Насколько либеральная модель согласуется с тем видением человека, которое сложилось в России и затем в СССР? Никто из самых крайних либералов даже не отрицает, что не согласуется. Большинство населения, независимо от поверхностных идеологических деклараций, продолжает сохранять свойственное общинной психологии представление о человеке, привержено уравнительному идеалу и чувствует себя уверенно лишь в тех или иных солидарных структурах. Оно не желает в джунгли.
Атомизация человека в буржуазном обществе была дополнена идеологией социал-дарвинизма ("выживание наиболее способных"). Особый его всплеск был вызван кpизисом конца 20-х годов. В Англии уважаемый ученый сэp Джулиан Хаксли пpизывал к меpам, не допускающим, чтобы "землю унаследовали глупцы, лентяи, неостоpожные и никчемные люди". Чтобы сокpатить pождаемость в сpеде pабочих, Хаксли пpедложил обусловить выдачу пособий по безpаботице обязательством не иметь больше детей. "Наpушение этого пpиказа, — писал ученый, — могло бы быть наказано коpотким пеpиодом изоляции в тpудовом лагеpе. После тpех или шести месяцев pазлуки с женой наpушитель, быть может, в будущем будет более осмотpительным". Немало было и "научно обоснованных" возражений против программ социальной помощи, нарушающей закон борьбы за существование. Как выразился Ницше, "сострадание в человеке познания почти так же смешно, как нежные руки у циклопа".

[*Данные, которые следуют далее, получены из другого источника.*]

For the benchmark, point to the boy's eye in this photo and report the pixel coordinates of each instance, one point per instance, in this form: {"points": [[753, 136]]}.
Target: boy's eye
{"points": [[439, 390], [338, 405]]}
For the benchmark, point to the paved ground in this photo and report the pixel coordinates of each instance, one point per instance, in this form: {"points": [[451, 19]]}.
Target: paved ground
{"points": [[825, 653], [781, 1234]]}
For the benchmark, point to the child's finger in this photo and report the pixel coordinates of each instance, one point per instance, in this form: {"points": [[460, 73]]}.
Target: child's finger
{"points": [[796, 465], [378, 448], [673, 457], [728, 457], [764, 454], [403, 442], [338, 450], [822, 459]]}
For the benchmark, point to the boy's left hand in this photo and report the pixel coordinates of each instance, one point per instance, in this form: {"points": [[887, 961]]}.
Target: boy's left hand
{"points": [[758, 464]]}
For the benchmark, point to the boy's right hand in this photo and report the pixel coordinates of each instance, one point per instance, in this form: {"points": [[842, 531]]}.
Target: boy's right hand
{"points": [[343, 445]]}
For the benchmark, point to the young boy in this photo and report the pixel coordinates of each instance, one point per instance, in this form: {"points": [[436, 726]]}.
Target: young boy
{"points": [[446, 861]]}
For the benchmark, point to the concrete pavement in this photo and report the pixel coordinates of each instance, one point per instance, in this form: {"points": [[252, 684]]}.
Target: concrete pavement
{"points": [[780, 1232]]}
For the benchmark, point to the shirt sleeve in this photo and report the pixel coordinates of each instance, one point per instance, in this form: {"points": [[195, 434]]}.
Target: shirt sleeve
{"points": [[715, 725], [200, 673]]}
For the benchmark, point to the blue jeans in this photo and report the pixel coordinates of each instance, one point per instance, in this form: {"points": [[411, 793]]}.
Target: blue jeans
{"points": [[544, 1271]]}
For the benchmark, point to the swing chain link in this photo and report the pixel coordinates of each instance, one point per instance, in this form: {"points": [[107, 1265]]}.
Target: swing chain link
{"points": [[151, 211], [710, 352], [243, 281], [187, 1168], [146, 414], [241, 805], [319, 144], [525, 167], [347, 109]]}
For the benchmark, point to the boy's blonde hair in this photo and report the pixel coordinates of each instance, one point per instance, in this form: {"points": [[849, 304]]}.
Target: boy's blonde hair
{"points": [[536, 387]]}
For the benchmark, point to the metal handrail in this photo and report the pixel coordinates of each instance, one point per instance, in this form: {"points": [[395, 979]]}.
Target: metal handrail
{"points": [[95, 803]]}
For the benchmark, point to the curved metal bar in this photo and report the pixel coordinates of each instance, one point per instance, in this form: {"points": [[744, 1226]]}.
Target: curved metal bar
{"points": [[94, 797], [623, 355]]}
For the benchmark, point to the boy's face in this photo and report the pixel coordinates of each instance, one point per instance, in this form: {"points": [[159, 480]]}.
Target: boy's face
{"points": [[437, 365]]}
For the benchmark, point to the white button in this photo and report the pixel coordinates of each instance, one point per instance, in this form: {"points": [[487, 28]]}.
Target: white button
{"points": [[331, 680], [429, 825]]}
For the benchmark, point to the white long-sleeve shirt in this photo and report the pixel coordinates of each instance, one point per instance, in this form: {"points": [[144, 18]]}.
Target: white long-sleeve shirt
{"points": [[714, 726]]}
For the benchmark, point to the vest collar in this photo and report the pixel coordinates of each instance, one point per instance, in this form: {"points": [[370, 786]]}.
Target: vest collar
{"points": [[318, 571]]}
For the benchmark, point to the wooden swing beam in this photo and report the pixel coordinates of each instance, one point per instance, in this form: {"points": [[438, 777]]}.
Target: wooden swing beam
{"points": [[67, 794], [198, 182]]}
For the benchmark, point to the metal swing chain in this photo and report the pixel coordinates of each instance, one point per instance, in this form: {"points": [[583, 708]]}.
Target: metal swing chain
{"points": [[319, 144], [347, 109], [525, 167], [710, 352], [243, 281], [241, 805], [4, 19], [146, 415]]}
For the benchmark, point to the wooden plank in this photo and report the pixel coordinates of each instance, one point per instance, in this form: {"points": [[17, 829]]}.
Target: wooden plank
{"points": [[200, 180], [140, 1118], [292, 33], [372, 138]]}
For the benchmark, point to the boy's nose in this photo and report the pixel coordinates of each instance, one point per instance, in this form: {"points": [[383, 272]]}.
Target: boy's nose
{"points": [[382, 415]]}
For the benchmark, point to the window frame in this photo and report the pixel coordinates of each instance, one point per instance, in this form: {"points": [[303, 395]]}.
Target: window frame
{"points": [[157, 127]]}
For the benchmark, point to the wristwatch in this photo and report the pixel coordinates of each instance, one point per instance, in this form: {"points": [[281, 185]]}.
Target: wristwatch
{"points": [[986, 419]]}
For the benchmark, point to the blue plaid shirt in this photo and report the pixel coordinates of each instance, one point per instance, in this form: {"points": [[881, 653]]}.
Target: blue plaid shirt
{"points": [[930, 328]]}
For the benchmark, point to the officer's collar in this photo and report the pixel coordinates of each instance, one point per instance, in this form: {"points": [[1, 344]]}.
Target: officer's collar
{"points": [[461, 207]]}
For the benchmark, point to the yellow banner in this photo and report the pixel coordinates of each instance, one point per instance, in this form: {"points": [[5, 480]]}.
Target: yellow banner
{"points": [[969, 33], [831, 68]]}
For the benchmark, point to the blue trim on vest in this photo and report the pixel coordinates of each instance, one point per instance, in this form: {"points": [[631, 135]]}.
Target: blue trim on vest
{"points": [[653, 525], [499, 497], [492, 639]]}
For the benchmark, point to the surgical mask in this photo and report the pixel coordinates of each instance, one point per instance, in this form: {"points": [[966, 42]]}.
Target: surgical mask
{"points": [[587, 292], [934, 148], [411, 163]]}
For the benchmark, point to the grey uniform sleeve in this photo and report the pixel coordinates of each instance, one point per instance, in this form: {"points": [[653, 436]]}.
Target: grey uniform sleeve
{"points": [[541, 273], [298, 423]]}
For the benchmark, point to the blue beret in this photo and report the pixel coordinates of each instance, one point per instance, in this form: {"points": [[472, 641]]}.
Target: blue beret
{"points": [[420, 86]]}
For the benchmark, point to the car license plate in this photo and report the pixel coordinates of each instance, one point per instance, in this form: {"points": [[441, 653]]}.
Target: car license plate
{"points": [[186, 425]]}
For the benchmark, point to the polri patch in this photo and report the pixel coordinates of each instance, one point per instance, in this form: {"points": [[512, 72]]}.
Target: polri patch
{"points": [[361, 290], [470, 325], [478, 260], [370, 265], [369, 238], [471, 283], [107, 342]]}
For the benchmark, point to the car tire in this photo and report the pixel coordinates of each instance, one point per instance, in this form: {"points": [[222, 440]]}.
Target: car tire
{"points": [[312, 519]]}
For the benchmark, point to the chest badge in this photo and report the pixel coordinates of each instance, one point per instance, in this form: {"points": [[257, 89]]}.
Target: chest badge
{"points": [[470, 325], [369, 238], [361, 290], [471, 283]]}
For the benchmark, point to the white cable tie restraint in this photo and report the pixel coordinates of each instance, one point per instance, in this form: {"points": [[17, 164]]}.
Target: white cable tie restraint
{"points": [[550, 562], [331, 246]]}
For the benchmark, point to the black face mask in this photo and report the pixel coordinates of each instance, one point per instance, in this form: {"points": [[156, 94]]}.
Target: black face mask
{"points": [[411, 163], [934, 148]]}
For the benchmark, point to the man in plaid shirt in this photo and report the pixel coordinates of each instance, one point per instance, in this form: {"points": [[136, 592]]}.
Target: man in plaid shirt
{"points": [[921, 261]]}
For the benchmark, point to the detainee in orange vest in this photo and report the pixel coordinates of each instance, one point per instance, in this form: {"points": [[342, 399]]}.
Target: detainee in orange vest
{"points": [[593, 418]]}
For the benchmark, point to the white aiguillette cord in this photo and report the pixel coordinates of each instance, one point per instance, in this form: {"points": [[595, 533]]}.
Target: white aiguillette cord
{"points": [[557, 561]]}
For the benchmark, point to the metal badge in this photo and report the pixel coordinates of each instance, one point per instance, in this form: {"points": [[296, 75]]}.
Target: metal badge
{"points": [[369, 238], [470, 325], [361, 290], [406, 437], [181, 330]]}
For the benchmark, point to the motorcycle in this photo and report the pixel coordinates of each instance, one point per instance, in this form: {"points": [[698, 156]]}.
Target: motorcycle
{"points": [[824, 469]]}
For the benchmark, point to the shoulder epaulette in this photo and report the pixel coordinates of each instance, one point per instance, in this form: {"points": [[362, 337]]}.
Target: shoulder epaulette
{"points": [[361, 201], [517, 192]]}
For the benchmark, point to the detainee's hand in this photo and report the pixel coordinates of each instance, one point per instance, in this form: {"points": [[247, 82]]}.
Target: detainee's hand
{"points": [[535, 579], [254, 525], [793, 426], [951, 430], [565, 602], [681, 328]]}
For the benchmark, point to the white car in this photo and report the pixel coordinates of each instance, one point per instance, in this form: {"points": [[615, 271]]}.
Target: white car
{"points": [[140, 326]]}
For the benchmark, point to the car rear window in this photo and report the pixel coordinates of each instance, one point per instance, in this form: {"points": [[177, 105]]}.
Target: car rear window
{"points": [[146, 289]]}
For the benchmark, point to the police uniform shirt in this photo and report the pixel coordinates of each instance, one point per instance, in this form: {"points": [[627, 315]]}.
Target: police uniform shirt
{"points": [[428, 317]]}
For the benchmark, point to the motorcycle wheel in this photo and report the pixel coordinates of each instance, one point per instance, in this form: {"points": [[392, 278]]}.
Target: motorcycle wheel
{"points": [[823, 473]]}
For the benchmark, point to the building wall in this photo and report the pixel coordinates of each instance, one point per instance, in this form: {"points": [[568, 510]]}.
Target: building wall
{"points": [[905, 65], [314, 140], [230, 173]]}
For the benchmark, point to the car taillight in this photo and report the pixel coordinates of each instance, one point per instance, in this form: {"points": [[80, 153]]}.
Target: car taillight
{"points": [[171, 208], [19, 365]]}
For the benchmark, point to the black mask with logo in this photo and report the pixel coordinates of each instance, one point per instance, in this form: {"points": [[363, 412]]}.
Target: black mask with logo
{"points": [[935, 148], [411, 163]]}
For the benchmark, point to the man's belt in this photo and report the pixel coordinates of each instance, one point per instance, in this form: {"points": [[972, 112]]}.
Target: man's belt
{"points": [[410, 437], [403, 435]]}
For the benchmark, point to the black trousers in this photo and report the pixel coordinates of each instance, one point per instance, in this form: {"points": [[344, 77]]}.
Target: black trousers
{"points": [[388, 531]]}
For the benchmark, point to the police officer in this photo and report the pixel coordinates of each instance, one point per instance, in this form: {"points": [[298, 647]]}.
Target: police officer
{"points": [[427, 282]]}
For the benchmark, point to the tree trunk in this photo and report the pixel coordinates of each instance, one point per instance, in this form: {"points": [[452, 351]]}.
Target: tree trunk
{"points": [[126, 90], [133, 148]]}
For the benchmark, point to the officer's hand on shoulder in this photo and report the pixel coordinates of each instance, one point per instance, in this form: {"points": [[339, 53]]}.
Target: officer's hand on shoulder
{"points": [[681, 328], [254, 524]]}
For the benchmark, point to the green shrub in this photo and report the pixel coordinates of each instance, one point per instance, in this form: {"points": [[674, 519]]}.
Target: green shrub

Но культура России совершенно иная. В России дарвинизм был воспринят быстро, но неприемлема была его мальтузианская компонента. Произошла адаптация дарвинизма к русской культурной среде ("Дарвин без Мальтуса"). Главный тезис этой "немальтузианской" ветви дарвинизма, связанной прежде всего с именем П.А.Кропоткина, сводится к тому, что возможность выживания живых существ возрастает в той степени, в которой они адаптируются в гармоничной форме друг к другу и к окружающей среде. Эту концепцию П.А.Кропоткин изложил в книге "Взаимная помощь: фактор эволюции". Он резюмирует: "Взаимопомощь, справедливость, мораль — таковы последовательные этапы, которые мы наблюдаем при изучении мира животных и человека. Они составляют органическую необходимость, которая содержит в самой себе свое оправдание и подтверждается всем тем, что мы видим в животном мире… Чувства взаимопомощи, справедливости и нравственности глубоко укоренены в человеке всей силой инстинктов. Первейший из этих инстинктов — инстинкт Взаимопомощи — является наиболее сильным".